Senate Judiciary Chairman Lindsey Graham called on older appeals court judges to step aside and make room for younger nominees, applying new pressure to get more conservatives into the confirmation pipeline in the final months of President Donald Trump’s first term in office.
“If you’re a circuit judge in your mid-60s, late-60s, you can take senior status, now would be a good time to do that if you want to make sure the judiciary is right-of-center, this is a good time to do it,” Graham, R-S.C, said in an interview with conservative radio host Hugh Hewitt on Thursday.
Senior status is a form of semi-retirement federal judges can take when they’ve reached a certain age and years of service.
Trump has worked to reshape the federal judiciary with conservatives. With the help of a friendly Republican-led Senate, he’s been able to confirm 192 federal district and appellate judges and two Supreme Court justices.

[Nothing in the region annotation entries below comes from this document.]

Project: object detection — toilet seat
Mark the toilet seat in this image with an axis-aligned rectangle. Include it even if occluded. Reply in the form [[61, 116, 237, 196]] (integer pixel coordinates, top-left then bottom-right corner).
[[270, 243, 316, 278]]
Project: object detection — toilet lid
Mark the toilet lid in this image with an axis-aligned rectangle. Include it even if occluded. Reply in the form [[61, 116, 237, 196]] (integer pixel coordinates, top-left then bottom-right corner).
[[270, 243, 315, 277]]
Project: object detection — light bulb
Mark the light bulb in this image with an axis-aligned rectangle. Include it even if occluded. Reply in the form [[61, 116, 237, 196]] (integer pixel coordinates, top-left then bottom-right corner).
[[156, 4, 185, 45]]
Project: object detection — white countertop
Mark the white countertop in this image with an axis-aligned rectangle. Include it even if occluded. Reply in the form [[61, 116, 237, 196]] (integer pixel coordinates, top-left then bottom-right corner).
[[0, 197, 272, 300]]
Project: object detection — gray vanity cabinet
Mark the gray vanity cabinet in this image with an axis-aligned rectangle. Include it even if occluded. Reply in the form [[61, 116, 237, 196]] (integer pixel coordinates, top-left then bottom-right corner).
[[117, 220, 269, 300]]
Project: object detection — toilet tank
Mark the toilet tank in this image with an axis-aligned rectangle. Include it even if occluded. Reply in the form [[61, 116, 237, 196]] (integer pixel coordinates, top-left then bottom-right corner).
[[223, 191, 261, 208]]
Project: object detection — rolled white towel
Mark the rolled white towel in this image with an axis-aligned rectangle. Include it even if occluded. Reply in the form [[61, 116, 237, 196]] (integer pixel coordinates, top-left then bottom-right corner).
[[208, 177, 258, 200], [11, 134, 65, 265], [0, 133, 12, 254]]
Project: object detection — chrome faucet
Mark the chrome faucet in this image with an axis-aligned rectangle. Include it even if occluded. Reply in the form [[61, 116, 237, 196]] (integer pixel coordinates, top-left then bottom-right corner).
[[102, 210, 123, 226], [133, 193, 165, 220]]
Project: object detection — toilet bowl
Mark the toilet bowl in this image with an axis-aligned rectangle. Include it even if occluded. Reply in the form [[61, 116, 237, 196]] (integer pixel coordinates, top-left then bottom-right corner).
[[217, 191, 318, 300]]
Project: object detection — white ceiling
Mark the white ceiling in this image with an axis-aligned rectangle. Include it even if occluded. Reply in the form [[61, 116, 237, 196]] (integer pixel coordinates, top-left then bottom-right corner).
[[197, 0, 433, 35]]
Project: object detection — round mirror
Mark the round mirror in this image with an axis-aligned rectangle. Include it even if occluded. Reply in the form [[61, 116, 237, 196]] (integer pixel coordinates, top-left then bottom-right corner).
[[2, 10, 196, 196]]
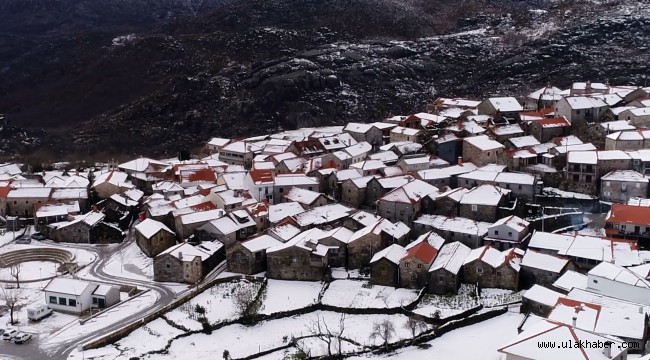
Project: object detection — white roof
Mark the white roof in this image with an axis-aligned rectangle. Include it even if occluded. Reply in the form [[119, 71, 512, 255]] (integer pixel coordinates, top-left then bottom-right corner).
[[429, 241, 472, 274], [487, 97, 524, 112], [460, 184, 510, 206], [523, 284, 564, 306], [587, 262, 650, 288], [508, 135, 539, 148], [241, 235, 282, 253], [414, 214, 492, 236], [521, 250, 569, 274], [370, 244, 406, 265], [43, 277, 97, 295], [556, 148, 598, 165], [135, 219, 174, 239], [465, 135, 503, 151], [553, 270, 588, 291]]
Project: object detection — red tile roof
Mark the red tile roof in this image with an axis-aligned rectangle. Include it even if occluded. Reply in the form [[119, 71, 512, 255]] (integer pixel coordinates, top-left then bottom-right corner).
[[402, 241, 438, 264], [605, 204, 650, 226]]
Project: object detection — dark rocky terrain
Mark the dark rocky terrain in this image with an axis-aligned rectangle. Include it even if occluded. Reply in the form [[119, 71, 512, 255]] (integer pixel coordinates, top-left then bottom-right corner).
[[0, 0, 650, 156]]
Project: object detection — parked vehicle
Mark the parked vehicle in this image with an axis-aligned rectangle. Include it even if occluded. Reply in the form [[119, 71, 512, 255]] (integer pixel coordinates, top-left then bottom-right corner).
[[14, 333, 32, 344], [31, 233, 45, 240], [27, 305, 52, 321], [2, 329, 18, 340]]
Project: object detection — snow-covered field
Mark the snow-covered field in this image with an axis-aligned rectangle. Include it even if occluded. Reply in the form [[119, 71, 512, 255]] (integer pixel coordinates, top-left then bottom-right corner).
[[321, 280, 418, 309], [0, 261, 59, 281], [348, 312, 524, 360], [260, 279, 323, 314], [165, 280, 262, 330]]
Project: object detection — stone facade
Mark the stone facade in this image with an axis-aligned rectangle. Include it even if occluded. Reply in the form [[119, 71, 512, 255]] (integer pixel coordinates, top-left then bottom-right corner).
[[370, 258, 400, 287], [266, 246, 327, 281], [135, 230, 176, 257], [463, 259, 519, 290]]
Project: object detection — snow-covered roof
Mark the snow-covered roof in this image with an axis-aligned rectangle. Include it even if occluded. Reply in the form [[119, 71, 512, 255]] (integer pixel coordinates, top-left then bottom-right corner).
[[464, 135, 504, 151], [587, 262, 650, 289], [601, 170, 650, 183], [241, 235, 282, 253], [43, 277, 97, 295], [508, 135, 539, 148], [521, 250, 569, 274], [553, 270, 588, 292], [135, 219, 174, 239], [370, 244, 406, 265], [523, 284, 564, 306], [429, 241, 472, 274], [414, 214, 492, 236], [487, 97, 524, 112], [460, 184, 510, 206]]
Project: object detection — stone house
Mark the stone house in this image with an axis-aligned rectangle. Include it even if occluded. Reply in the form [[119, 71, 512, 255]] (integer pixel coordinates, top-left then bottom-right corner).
[[552, 96, 609, 126], [341, 175, 375, 208], [463, 245, 520, 290], [463, 135, 505, 166], [377, 180, 439, 227], [226, 235, 282, 275], [153, 242, 225, 284], [460, 184, 510, 222], [476, 97, 524, 118], [399, 236, 444, 289], [266, 229, 338, 281], [370, 244, 406, 287], [600, 170, 650, 203], [135, 219, 176, 257], [528, 117, 571, 143], [483, 215, 530, 250], [519, 249, 573, 288], [364, 175, 413, 206], [428, 241, 471, 295]]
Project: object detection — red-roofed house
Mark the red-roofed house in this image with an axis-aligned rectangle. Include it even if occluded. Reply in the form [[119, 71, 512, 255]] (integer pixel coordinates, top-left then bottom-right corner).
[[399, 239, 439, 289], [605, 204, 650, 241]]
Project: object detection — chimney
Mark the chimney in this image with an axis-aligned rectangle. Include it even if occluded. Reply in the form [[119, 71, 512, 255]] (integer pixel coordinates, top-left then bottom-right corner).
[[603, 341, 613, 359]]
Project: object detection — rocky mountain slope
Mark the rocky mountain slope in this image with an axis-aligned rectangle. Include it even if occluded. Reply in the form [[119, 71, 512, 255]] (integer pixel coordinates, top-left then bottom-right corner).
[[0, 0, 650, 155]]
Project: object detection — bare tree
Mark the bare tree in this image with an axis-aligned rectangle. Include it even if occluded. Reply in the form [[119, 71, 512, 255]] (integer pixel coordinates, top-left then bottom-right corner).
[[233, 282, 256, 317], [404, 317, 427, 337], [1, 286, 22, 325], [9, 264, 20, 289], [370, 319, 395, 351], [307, 314, 345, 356]]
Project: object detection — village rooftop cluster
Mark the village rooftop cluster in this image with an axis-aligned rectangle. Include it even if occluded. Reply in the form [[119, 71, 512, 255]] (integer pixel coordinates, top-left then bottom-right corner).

That work has left him now with little work to do to fill appellate seats. Only two nominees to the U.S. Court of Appeals for the District of Columbia Circuit and the Fifth Circuit are currently being vetted in the Senate.

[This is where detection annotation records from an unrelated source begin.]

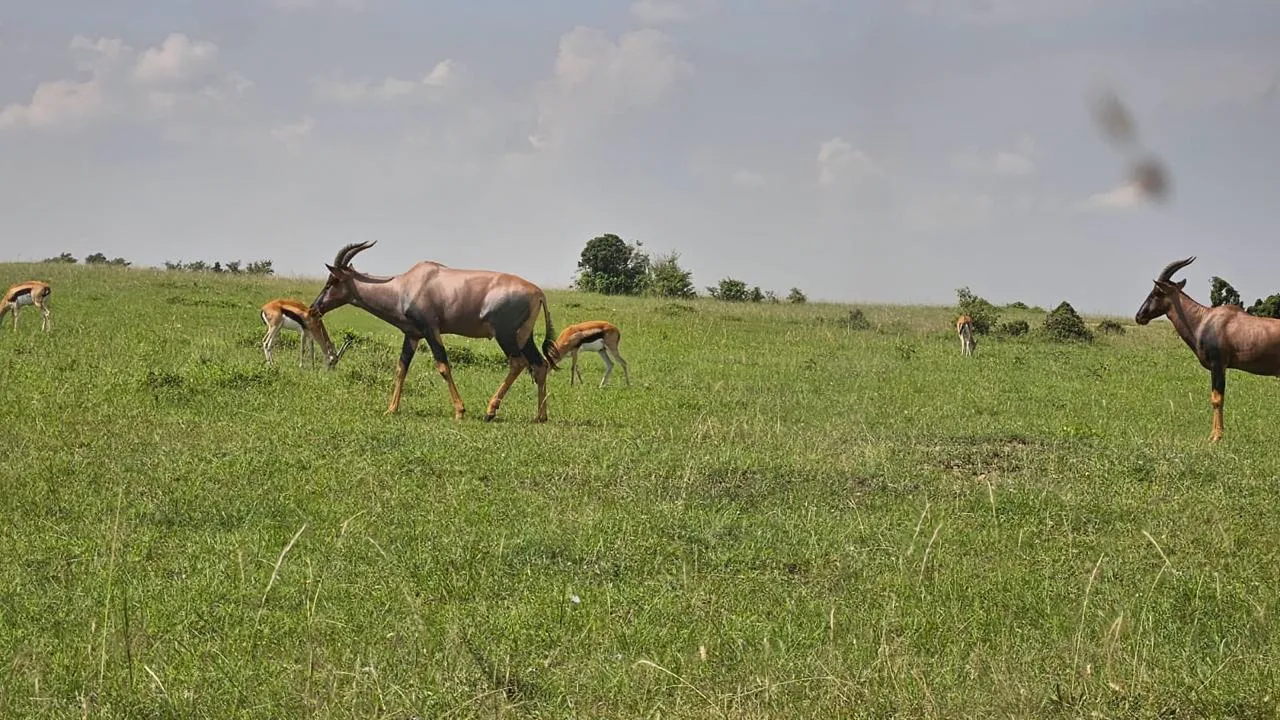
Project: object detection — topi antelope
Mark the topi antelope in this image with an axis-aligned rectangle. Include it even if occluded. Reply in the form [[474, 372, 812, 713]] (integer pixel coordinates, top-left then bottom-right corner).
[[0, 281, 52, 332], [311, 242, 559, 423], [956, 315, 978, 357], [556, 320, 631, 387], [1134, 256, 1280, 442], [262, 297, 351, 368]]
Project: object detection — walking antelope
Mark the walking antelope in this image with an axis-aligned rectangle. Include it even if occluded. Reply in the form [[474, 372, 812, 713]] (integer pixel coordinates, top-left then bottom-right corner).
[[556, 320, 631, 387], [262, 297, 351, 368], [311, 241, 559, 423], [0, 281, 52, 332], [1134, 256, 1280, 442], [956, 315, 978, 357]]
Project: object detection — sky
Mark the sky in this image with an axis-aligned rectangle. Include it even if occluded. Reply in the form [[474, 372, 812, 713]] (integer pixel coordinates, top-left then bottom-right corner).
[[0, 0, 1280, 314]]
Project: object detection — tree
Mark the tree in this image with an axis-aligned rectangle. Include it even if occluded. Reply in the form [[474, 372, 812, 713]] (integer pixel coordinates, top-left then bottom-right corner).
[[956, 287, 1000, 334], [1044, 300, 1093, 341], [1208, 275, 1244, 307], [707, 278, 751, 302], [573, 233, 649, 295], [1245, 295, 1280, 318], [648, 251, 698, 299], [244, 260, 275, 275]]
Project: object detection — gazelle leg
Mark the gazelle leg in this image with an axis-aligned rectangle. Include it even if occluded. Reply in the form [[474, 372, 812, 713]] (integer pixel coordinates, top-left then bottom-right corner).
[[425, 331, 466, 420], [599, 347, 613, 387], [385, 336, 417, 415], [484, 355, 529, 421], [612, 347, 631, 387], [1208, 363, 1226, 442]]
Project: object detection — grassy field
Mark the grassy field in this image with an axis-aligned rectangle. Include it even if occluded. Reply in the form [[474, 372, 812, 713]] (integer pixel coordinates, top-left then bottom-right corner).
[[0, 260, 1280, 719]]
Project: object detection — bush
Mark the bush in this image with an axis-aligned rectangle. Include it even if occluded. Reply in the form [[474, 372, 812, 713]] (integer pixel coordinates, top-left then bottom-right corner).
[[1043, 300, 1093, 341], [840, 307, 872, 331], [707, 272, 751, 302], [646, 251, 698, 299], [1098, 320, 1124, 334], [956, 287, 1000, 334], [1245, 295, 1280, 318], [1208, 275, 1244, 307], [996, 320, 1032, 337], [573, 233, 649, 295]]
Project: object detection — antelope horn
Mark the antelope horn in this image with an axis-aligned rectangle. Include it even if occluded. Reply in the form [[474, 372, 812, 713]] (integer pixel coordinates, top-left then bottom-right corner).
[[333, 240, 378, 268], [1156, 255, 1196, 282]]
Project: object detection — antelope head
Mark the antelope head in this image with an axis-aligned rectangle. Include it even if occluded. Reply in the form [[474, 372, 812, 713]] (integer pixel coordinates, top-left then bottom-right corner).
[[311, 240, 378, 315], [1133, 255, 1196, 325]]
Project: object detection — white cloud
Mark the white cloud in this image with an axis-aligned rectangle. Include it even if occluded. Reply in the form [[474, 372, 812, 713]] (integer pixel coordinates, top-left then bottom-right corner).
[[271, 115, 316, 150], [818, 137, 881, 186], [951, 136, 1036, 177], [311, 59, 463, 104], [901, 192, 995, 232], [0, 33, 244, 129], [631, 0, 717, 26], [133, 32, 218, 86], [1083, 182, 1143, 210], [529, 26, 694, 150]]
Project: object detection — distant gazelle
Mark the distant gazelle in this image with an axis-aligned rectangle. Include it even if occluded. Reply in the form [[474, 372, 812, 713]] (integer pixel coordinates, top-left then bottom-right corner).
[[556, 320, 631, 387], [262, 297, 351, 368], [0, 281, 52, 333], [956, 315, 978, 357]]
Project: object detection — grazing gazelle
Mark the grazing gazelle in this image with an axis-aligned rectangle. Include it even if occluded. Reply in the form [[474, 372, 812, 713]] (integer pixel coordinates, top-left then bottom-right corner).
[[956, 315, 978, 357], [1134, 256, 1280, 442], [0, 281, 52, 332], [556, 320, 631, 387], [262, 297, 351, 368], [311, 242, 559, 423]]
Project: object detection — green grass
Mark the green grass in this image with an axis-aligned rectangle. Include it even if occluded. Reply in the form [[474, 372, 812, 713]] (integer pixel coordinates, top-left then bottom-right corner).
[[0, 260, 1280, 719]]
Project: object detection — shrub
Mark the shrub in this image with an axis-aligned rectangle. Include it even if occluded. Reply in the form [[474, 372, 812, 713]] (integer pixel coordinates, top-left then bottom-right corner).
[[648, 251, 698, 299], [1208, 275, 1244, 307], [1043, 300, 1093, 341], [840, 307, 872, 331], [707, 272, 751, 302], [956, 287, 1000, 334], [996, 320, 1032, 337]]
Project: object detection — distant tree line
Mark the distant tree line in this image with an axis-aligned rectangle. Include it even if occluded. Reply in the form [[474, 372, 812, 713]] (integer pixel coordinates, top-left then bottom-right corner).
[[573, 233, 809, 304], [164, 260, 275, 275], [41, 252, 275, 275], [1208, 275, 1280, 318]]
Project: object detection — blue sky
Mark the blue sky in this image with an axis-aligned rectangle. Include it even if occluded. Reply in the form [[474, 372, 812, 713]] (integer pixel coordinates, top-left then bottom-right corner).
[[0, 0, 1280, 314]]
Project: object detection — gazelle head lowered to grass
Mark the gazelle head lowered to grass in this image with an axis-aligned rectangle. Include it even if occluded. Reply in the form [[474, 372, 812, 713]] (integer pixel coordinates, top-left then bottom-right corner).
[[262, 299, 351, 370]]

Circuit courts sit one rung below the Supreme Court and are the last stop for virtually all federal appeals.
Senate Majority Leader Mitch McConnell, R-Ky, is reportedly also working to get judges to retire to make more room for Trump to appoint their successors. That effort has been met with backlash from liberal groups who say it’s unethical.
Separately, the White House announced plans to nominate two attorneys to the U.S. District Court for the District of New Mexico. Fred Joseph Federici is a federal prosecutor and Brenda M. Saiz is a trial lawyer.
Federici has worked as a federal prosecutor for 25 years and previously worked at Venable in Washington.
Saiz is a director at Rodey Dickason Sloan Akin & Robb and leader of the firm’s Products and General Liability Practice Group. She is also an adjunct professor at University of New Mexico School of Law.